Gue punya buku ini sejak zaman mahasiswa. Gue lupa sih untuk tahun persisnya. Mungkin circa 2012-2013. Waktu itu gue dan temen-temen di HMJ yang gue ikuti bikin acara sejenis roadshow. Di acara tersebut, kami mengundang Republika. Di tengah acara, ada beberapa mini quiz yang diberikan. Honestly, gue panitia sih di sana, tapi melihat kurangnya antusias peserta untuk ikutan di kuis tersebut, alhasil gue ikutan menjawab pertanyaan. Konsepnya bener-bener ngasal, dan modal nekat aja buat jawab. Eh, ternyata menang, hehehe.
Hadiah dari kemenangan aji mumpung tadi adalah buku Suwung. Gue yang notabene suka baca buku, ya udah pasti seneng banget ketika dapet buku itu pertama kali. Gue coba untuk baca buku ini di belasan lembar pertama, tapi rasanya enggak sreg.
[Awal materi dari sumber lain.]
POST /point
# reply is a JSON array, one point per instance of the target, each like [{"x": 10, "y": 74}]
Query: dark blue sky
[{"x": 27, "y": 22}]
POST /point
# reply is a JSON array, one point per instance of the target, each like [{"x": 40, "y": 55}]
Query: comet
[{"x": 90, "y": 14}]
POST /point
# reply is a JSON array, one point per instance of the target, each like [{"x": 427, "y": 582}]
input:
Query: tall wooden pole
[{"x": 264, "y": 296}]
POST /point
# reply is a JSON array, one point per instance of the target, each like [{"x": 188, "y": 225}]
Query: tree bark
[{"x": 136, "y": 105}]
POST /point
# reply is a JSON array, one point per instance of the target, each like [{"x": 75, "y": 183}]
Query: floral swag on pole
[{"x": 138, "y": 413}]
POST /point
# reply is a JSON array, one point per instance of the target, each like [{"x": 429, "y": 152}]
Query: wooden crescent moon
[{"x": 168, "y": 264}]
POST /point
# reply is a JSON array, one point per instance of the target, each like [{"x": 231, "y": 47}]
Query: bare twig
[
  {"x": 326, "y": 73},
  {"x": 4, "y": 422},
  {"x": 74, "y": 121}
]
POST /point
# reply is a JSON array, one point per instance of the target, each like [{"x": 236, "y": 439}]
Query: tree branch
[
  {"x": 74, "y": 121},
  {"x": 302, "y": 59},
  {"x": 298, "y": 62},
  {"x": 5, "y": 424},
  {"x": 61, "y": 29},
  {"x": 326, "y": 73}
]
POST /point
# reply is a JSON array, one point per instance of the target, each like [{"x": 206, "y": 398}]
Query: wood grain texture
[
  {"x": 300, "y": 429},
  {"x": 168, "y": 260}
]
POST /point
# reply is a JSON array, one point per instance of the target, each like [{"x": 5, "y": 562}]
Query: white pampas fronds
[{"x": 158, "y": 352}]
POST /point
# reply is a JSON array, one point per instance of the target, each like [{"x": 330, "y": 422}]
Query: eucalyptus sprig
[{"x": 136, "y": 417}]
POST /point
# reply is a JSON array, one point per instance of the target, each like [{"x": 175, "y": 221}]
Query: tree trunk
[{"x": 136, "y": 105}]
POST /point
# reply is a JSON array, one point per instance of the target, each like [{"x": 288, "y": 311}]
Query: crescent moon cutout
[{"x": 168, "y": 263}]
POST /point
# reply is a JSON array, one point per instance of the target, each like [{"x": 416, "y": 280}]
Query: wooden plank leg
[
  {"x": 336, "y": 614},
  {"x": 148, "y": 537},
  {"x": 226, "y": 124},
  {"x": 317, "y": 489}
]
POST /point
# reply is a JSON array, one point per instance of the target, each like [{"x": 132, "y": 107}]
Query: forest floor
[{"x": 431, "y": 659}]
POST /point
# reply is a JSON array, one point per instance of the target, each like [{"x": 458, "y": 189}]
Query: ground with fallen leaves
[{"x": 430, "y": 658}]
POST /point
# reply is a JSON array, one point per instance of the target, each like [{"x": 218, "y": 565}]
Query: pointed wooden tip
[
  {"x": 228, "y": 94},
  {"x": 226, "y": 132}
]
Sederhananya, gue enggak masuk aja ke jalan ceritanya. Belum lagi, gue berpikir alur dan pemilihan diksinya membosankan. Akhirnya sampai tahun 2021 gue biarin buku ini teronggok di rak buku. Sayang banget ya…
Entah ada angin apa, akhirnya gue mau membuka diri buat baca buku ini sejak bulan Mei 2021. Gue mencoba untuk baca perlahan. Tapi justru kesan kali ini berbeda banget dengan impresi pertama yang gue ceritakan sebelumnya. Gue tertarik dengan para tokoh yang terlibat, benang merah ceritanya, pemilihan kata dan dialog, dan akhir yang manis. Oke, gue coba review ya. (HAAAH, BARU MAU MULAI REVIEW?!)
***
Cerita dibuka oleh sebuah latar belakang seorang Irwan yang hidup bersama ibunya. Irwan punya 4 saudara (kalo enggak salah ya…), tapi dia merasa enggak punya siapa-siapa. Dia enggak deket dengan keluarganya. Pengalaman masa lalu yang buruk bersama ibunya pun semakin bikin dia “jauh” dengan sang ibu. Irwan sering mengalami rasa kosong, yang sulit ia penuhi dari siapapun.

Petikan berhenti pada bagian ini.